Sometimes being cautious is the riskier option.

As another supporter put it: “Competence doesn’t inspire people, though maybe it should.”

There is little doubt that Sir Keir will face challenging local elections in England this spring.

Lord Mandelson doesn’t expect a “seismic” advance for the party but remains optimistic about Labour’s prospects beyond May.

”I don’t see any reason to think Keir has hit a ceiling of support,” he says.

“He is emerging from the pandemic with a widespread public perception that it would have been no worse if he had been in charge.

“He is a great asset to the Labour Party. We are now firmly back in the ring.”

But some on the Left believe that moving away from the Corbyn era does not guarantee electoral success.

Laura Smith says: “I don’t know how anyone can look at the polling and think that strategy is the right one.

“I’d urge the Labour Party to be braver. People want change. Politics hasn’t worked for them. If all you are going to say is ‘I’m not Jeremy Corbyn’, that’s not good enough.”

So what has Sir Keir Starmer delivered from his speech almost a year ago?
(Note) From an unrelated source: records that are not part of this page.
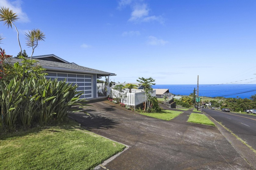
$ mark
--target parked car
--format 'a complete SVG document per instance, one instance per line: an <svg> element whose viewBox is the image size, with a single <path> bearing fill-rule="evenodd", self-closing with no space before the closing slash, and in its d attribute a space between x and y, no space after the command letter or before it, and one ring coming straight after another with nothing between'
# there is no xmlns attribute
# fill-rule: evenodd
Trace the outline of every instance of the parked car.
<svg viewBox="0 0 256 170"><path fill-rule="evenodd" d="M256 109L251 109L249 110L248 111L248 113L253 113L254 114L256 114Z"/></svg>
<svg viewBox="0 0 256 170"><path fill-rule="evenodd" d="M223 112L230 112L230 109L228 108L223 108L222 109L221 111Z"/></svg>

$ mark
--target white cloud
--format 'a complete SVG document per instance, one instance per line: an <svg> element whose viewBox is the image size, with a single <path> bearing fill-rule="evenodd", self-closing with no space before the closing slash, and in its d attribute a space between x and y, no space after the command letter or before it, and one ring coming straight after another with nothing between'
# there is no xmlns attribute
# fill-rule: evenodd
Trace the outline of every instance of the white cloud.
<svg viewBox="0 0 256 170"><path fill-rule="evenodd" d="M148 44L152 45L164 45L169 43L167 41L165 41L162 39L158 39L153 36L148 37Z"/></svg>
<svg viewBox="0 0 256 170"><path fill-rule="evenodd" d="M85 44L84 43L81 45L80 47L84 48L88 48L91 47L91 46Z"/></svg>
<svg viewBox="0 0 256 170"><path fill-rule="evenodd" d="M20 18L17 22L27 23L30 22L27 14L22 11L21 5L22 2L17 0L12 2L9 2L7 0L0 0L0 6L9 8L15 13L16 13L18 18Z"/></svg>
<svg viewBox="0 0 256 170"><path fill-rule="evenodd" d="M118 3L118 9L120 9L122 7L131 4L133 0L121 0Z"/></svg>
<svg viewBox="0 0 256 170"><path fill-rule="evenodd" d="M139 36L140 35L140 33L138 31L125 31L122 34L122 36Z"/></svg>
<svg viewBox="0 0 256 170"><path fill-rule="evenodd" d="M133 11L131 14L131 18L129 19L129 21L136 21L148 15L149 9L147 4L137 4L134 5L133 8Z"/></svg>
<svg viewBox="0 0 256 170"><path fill-rule="evenodd" d="M130 6L132 11L131 16L128 20L129 21L138 23L156 21L161 24L163 23L164 19L161 16L149 15L151 9L147 4L143 2L143 0L121 0L119 2L118 8L121 9L125 6Z"/></svg>

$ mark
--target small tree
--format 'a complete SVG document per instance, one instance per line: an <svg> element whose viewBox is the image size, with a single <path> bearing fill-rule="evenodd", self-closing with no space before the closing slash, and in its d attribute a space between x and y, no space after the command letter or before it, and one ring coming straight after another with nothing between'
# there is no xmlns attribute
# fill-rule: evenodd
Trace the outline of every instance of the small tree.
<svg viewBox="0 0 256 170"><path fill-rule="evenodd" d="M145 111L147 108L147 112L150 111L150 106L151 102L149 99L151 97L151 94L153 93L153 89L151 86L152 85L155 85L155 83L153 83L155 80L153 79L152 78L150 77L148 78L145 78L143 77L141 78L139 77L139 80L137 80L136 81L140 83L140 84L143 87L145 94L148 98L147 100L146 98L145 98L145 107L144 111Z"/></svg>
<svg viewBox="0 0 256 170"><path fill-rule="evenodd" d="M27 40L27 45L32 47L32 53L30 57L30 60L32 60L32 55L34 53L34 50L38 45L38 41L44 41L45 38L44 33L39 29L34 29L28 31L28 33L26 33Z"/></svg>
<svg viewBox="0 0 256 170"><path fill-rule="evenodd" d="M133 88L136 88L136 89L138 89L138 88L137 88L137 87L138 87L138 86L136 85L133 85L132 84L129 84L128 83L124 86L123 87L123 88L127 88L129 89L129 92L131 93L132 89Z"/></svg>
<svg viewBox="0 0 256 170"><path fill-rule="evenodd" d="M125 93L123 91L123 85L115 85L113 88L115 90L118 91L118 92L119 93L119 97L114 94L114 97L118 103L121 102L121 99L123 98L123 97L125 96L126 95L126 93Z"/></svg>
<svg viewBox="0 0 256 170"><path fill-rule="evenodd" d="M250 99L251 99L253 101L256 101L256 94L251 96L250 97Z"/></svg>
<svg viewBox="0 0 256 170"><path fill-rule="evenodd" d="M3 35L2 34L0 34L0 44L2 44L2 43L1 43L1 42L2 41L2 40L4 38L3 37Z"/></svg>
<svg viewBox="0 0 256 170"><path fill-rule="evenodd" d="M17 55L17 56L15 57L18 58L20 56L23 56L25 57L28 57L28 55L27 54L27 53L26 52L26 50L23 50L23 52L22 53L22 54L20 53L20 51L18 54Z"/></svg>

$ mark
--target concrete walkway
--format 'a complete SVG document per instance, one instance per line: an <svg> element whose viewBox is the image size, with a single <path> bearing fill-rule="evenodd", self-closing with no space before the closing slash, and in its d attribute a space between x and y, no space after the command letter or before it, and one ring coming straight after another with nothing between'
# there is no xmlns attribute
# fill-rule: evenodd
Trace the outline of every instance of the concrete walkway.
<svg viewBox="0 0 256 170"><path fill-rule="evenodd" d="M69 116L87 129L130 146L103 164L107 169L252 169L217 128L187 122L190 110L166 121L108 101L90 104L94 106L85 110L91 116Z"/></svg>

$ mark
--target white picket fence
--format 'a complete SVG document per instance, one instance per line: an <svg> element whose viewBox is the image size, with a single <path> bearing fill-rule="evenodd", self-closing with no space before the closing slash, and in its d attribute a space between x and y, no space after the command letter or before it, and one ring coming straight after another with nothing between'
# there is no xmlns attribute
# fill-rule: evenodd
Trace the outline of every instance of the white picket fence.
<svg viewBox="0 0 256 170"><path fill-rule="evenodd" d="M128 89L124 89L124 92L122 93L112 88L108 89L108 91L109 90L111 90L110 95L112 97L121 97L120 102L126 105L135 106L144 102L145 98L147 100L147 96L143 90L132 89L131 93L129 93ZM155 95L155 90L153 90L151 95Z"/></svg>

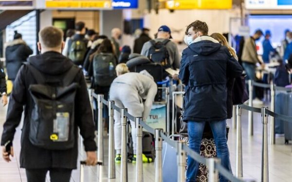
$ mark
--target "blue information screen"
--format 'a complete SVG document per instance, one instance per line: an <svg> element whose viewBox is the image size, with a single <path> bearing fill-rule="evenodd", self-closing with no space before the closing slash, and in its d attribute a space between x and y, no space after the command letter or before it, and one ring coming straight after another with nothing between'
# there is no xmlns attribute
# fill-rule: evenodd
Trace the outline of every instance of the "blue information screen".
<svg viewBox="0 0 292 182"><path fill-rule="evenodd" d="M278 5L292 5L292 0L278 0Z"/></svg>
<svg viewBox="0 0 292 182"><path fill-rule="evenodd" d="M138 8L138 0L112 0L113 9Z"/></svg>

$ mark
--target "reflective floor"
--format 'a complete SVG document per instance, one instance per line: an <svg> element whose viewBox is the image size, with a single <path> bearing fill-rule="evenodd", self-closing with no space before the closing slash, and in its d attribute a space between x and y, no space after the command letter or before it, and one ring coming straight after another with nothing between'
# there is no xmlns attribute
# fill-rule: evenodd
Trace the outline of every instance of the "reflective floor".
<svg viewBox="0 0 292 182"><path fill-rule="evenodd" d="M0 133L5 121L7 107L0 106ZM260 181L261 152L262 127L260 115L254 114L254 135L249 137L247 134L247 112L242 112L242 146L243 176L245 179L255 179ZM233 128L231 121L228 121L230 126L228 145L230 152L231 165L233 172L235 173L235 159L236 147L236 130ZM12 162L7 163L2 158L0 158L0 182L26 182L25 170L19 167L20 151L20 138L21 126L18 126L14 141L15 156ZM120 165L116 165L115 179L109 180L108 175L108 139L105 140L105 155L106 165L97 168L97 167L85 167L84 182L119 182ZM292 182L292 146L284 144L283 136L276 136L276 145L269 146L269 166L270 182ZM79 152L80 160L85 159L83 151ZM176 162L174 161L174 163ZM155 169L154 163L144 164L144 181L154 182ZM129 182L134 182L135 165L129 164ZM49 182L48 176L47 181ZM71 182L80 181L80 166L72 173Z"/></svg>

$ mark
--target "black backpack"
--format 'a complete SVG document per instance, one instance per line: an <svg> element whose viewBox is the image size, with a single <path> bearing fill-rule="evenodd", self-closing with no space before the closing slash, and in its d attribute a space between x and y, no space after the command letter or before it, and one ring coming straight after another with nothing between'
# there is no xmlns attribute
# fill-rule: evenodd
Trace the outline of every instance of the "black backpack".
<svg viewBox="0 0 292 182"><path fill-rule="evenodd" d="M73 82L79 68L73 66L62 80L44 77L26 64L36 83L29 91L34 101L29 139L33 145L50 150L65 150L74 146L74 104L79 84Z"/></svg>
<svg viewBox="0 0 292 182"><path fill-rule="evenodd" d="M148 53L149 59L154 63L161 64L164 67L170 67L169 55L166 47L170 41L165 39L162 42L156 42L154 40L150 40L152 46Z"/></svg>
<svg viewBox="0 0 292 182"><path fill-rule="evenodd" d="M81 40L73 40L72 41L69 58L75 64L82 64L87 51L85 42Z"/></svg>
<svg viewBox="0 0 292 182"><path fill-rule="evenodd" d="M95 85L109 86L116 78L116 59L110 53L100 53L93 61L93 76Z"/></svg>

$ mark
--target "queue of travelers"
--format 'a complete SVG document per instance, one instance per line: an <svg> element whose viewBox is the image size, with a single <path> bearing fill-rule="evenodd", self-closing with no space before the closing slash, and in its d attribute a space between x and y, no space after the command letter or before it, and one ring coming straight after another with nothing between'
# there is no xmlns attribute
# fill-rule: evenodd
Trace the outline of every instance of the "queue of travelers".
<svg viewBox="0 0 292 182"><path fill-rule="evenodd" d="M214 137L217 157L221 159L221 165L232 172L226 119L232 117L234 81L242 75L243 67L248 79L256 80L256 64L264 67L265 63L269 62L270 54L275 52L271 43L272 33L267 31L264 35L263 62L258 58L256 44L264 35L260 30L245 40L240 58L222 34L213 33L209 36L208 25L200 20L187 26L184 41L187 47L182 55L172 41L169 27L159 27L153 40L149 29L144 28L142 32L135 40L133 52L162 66L164 77L171 77L165 74L166 68L180 70L179 75L172 76L185 86L182 120L187 123L189 148L200 153L203 133L207 128ZM158 93L156 78L146 70L130 72L126 63L130 59L132 50L127 45L121 48L120 29L113 28L111 33L111 37L108 37L99 35L93 30L86 32L85 24L78 22L75 30L67 31L64 43L62 31L46 27L38 35L37 47L41 54L31 56L27 62L32 51L21 39L21 34L16 32L15 40L7 44L6 69L8 79L14 81L14 87L1 140L2 146L10 145L10 148L6 151L7 148L3 147L2 155L6 161L11 161L15 129L24 110L20 161L20 167L26 169L28 182L45 182L48 171L52 182L70 181L72 170L77 167L78 128L83 138L87 164L96 163L94 132L105 129L97 127L96 100L93 101L92 115L88 87L95 93L103 94L106 99L114 100L119 107L128 108L135 117L141 117L145 121L149 116ZM285 52L283 55L284 59L292 63L291 33L286 33L283 42ZM238 61L239 58L242 67ZM285 64L281 65L278 74L286 76L281 72L287 71L283 67ZM7 103L5 74L3 69L0 68L0 94L5 105ZM89 86L86 78L91 82ZM66 96L68 98L63 98ZM45 118L44 115L50 116ZM106 107L103 116L107 130L109 121ZM115 111L117 164L120 163L121 158L120 116ZM52 126L43 124L43 120L51 121L49 123ZM134 121L129 121L132 128L135 128ZM58 128L62 122L70 126L68 129ZM51 127L50 131L44 129ZM55 128L57 131L54 130ZM132 130L133 155L129 159L133 163L136 163L135 134L135 130ZM153 159L147 159L145 162ZM199 164L191 157L187 161L186 181L196 182ZM221 175L219 179L222 182L228 182Z"/></svg>

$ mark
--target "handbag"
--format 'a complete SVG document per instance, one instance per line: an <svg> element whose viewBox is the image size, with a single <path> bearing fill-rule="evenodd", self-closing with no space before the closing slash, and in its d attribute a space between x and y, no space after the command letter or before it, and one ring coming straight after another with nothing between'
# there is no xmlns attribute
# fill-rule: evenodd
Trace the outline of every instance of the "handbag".
<svg viewBox="0 0 292 182"><path fill-rule="evenodd" d="M249 99L244 77L241 76L235 78L232 91L233 105L242 104Z"/></svg>

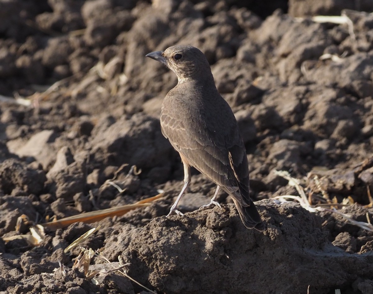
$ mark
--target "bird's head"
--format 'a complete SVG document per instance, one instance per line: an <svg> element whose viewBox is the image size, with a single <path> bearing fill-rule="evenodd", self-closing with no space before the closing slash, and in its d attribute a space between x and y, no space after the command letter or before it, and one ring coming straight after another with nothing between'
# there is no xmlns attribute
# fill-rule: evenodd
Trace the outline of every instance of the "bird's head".
<svg viewBox="0 0 373 294"><path fill-rule="evenodd" d="M210 65L204 54L192 46L172 46L164 51L156 51L146 56L166 65L178 76L179 84L188 80L210 79Z"/></svg>

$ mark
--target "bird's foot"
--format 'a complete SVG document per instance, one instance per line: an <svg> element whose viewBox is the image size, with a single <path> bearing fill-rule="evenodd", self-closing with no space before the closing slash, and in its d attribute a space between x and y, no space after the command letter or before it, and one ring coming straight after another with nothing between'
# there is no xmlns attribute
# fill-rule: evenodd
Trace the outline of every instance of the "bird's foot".
<svg viewBox="0 0 373 294"><path fill-rule="evenodd" d="M170 212L168 213L168 214L167 215L166 217L168 218L169 216L171 215L179 215L180 216L184 216L184 214L180 210L178 210L175 208L171 208L170 210Z"/></svg>
<svg viewBox="0 0 373 294"><path fill-rule="evenodd" d="M222 210L223 209L222 208L222 206L220 205L218 202L215 200L213 200L211 199L211 201L210 201L210 203L209 204L206 204L204 205L202 205L201 207L200 207L200 209L201 208L211 208L211 207L213 207L214 206L218 206L220 207L220 209Z"/></svg>

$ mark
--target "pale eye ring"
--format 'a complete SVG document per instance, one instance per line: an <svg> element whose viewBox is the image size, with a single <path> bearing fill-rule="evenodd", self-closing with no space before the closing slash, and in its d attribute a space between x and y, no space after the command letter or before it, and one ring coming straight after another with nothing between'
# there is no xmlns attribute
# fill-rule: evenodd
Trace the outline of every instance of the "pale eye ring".
<svg viewBox="0 0 373 294"><path fill-rule="evenodd" d="M180 60L183 57L183 56L180 54L179 53L176 53L175 55L173 56L173 59L175 60Z"/></svg>

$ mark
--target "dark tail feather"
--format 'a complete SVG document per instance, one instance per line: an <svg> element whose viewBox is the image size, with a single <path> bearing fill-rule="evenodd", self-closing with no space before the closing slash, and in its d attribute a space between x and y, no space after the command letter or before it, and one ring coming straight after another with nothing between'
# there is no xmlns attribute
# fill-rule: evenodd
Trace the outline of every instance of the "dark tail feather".
<svg viewBox="0 0 373 294"><path fill-rule="evenodd" d="M234 198L232 198L232 199L236 204L241 220L246 228L248 229L253 228L261 232L264 230L266 227L264 223L252 201L250 201L250 206L245 207L242 206Z"/></svg>

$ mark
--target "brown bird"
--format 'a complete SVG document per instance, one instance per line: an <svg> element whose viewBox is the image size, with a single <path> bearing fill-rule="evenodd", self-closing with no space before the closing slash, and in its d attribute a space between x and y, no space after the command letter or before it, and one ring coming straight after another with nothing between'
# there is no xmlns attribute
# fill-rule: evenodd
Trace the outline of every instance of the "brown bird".
<svg viewBox="0 0 373 294"><path fill-rule="evenodd" d="M183 215L178 203L190 182L193 166L217 185L209 204L222 188L236 204L245 226L263 231L264 225L249 192L246 152L237 121L218 92L210 65L202 52L191 46L173 46L147 56L166 65L178 82L162 105L161 128L180 154L185 184L167 216Z"/></svg>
He has done much to scrub away at the stain of anti-Semitism.

Luke Akehurst would maintain he had no choice. “Tackling anti-Semitism, politically is a ‘key in the door’ question – he would not be listened to by anyone if he didn’t do it.”

He has stuck to the pledge not to oppose for its own sake – though that has not been universally welcomed in his party.

He hasn’t been able to bring unity – perhaps that was too ambitious an aim.

But he hasn’t fully embraced the potential benefits of disunity to help define himself.

He has made a huge advance by having his own supporters in control of the party machine.

The question is to what purpose this will be put in the year ahead.

One supporter confided: “Keir keeps things pretty close.

“If he has a plan, he probably hasn’t even told his wife about it.”